Search code examples
hadoopmapreducehadoop2avroparquet

File compression formats and container file formats


It is generally said that any compression format like Gzip, when used along with a container file format like avro and sequence (file formats), will make the compression format splittable.

Does this mean that the blocks in the container format get compressed based on the preferred compression (like gzip) or something else. Can someone please explain this? Thanks!

Well, I think the question requires an update.

Update:

Do we have a straightforward approach to convert a large file in a non-splittable file compression format (like Gzip) into a splittable file (using a container file format such as Avro, Sequence or Parquet) to be processed by MapReduce?

Note: I do not mean to ask for workarounds such as uncompressing the file, and again compressing the data using a splittable compression format.


Solution

  • For Sequence files if you specify BLOCK compression, each block will be compressed using the specified compression codec. Blocks allow Hadoop to split data at the block level, while using compression (where the compression itself isn't splitable) and skip whole blocks without needing to decompress them.

    Most of this is described on the Hadoop wiki: https://wiki.apache.org/hadoop/SequenceFile

    Block compressed key/value records - both keys and values are collected in 'blocks' separately and compressed. The size of the 'block' is configurable.

    For Avro this is all very similar as well: https://avro.apache.org/docs/1.7.7/spec.html#Object+Container+Files

    Objects are stored in blocks that may be compressed.
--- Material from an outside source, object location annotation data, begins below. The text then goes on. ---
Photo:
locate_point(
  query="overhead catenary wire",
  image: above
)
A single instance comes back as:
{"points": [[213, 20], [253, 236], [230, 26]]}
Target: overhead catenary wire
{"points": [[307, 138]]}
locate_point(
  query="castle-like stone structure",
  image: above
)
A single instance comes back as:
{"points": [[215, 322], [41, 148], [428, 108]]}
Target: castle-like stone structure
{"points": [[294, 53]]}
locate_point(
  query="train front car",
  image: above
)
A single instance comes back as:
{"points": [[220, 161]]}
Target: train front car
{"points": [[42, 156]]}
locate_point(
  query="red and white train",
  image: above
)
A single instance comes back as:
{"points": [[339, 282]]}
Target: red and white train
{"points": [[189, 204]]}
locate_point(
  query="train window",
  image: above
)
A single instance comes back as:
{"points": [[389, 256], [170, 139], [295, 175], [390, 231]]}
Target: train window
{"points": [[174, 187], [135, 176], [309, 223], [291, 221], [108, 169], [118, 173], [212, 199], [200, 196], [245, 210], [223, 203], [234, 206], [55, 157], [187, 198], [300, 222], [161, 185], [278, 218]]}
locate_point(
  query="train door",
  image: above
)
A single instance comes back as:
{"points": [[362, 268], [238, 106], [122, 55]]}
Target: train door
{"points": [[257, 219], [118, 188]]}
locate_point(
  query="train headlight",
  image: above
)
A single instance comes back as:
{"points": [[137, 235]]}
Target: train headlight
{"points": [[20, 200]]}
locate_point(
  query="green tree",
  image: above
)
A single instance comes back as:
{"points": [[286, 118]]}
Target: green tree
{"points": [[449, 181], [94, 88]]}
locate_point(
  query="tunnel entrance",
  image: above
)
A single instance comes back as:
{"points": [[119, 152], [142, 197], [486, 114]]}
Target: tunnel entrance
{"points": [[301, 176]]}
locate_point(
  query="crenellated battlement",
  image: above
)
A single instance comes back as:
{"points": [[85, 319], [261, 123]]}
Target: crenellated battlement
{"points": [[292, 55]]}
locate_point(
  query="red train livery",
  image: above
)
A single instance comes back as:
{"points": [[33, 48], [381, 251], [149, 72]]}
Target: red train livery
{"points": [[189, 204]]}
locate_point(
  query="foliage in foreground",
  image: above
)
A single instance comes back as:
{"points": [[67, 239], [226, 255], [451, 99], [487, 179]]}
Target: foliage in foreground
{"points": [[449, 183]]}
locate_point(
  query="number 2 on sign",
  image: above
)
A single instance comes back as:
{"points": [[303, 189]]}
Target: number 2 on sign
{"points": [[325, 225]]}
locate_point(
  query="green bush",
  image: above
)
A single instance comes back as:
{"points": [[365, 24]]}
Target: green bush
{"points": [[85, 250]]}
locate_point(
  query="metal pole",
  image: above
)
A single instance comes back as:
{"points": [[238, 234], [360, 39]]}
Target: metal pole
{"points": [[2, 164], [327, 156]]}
Syncronization markers are used between blocks to permit efficient splitting of files for MapReduce processing.

    Thus, each block's binary data can be efficiently extracted or skipped without deserializing the contents.

    The easiest (and usually fastest) way to convert data from one format into another is to let MapReduce do the work for you. In the example of:

    GZip Text -> SequenceFile

    You would have a map only job that uses the TextInputFormat for input and outputs SequenceFileFormat. This way you get a 1-to-1 conversion on the number of files (add a reduce step if this needs changing) and you do the conversion in parallel if there are lots of files to convert.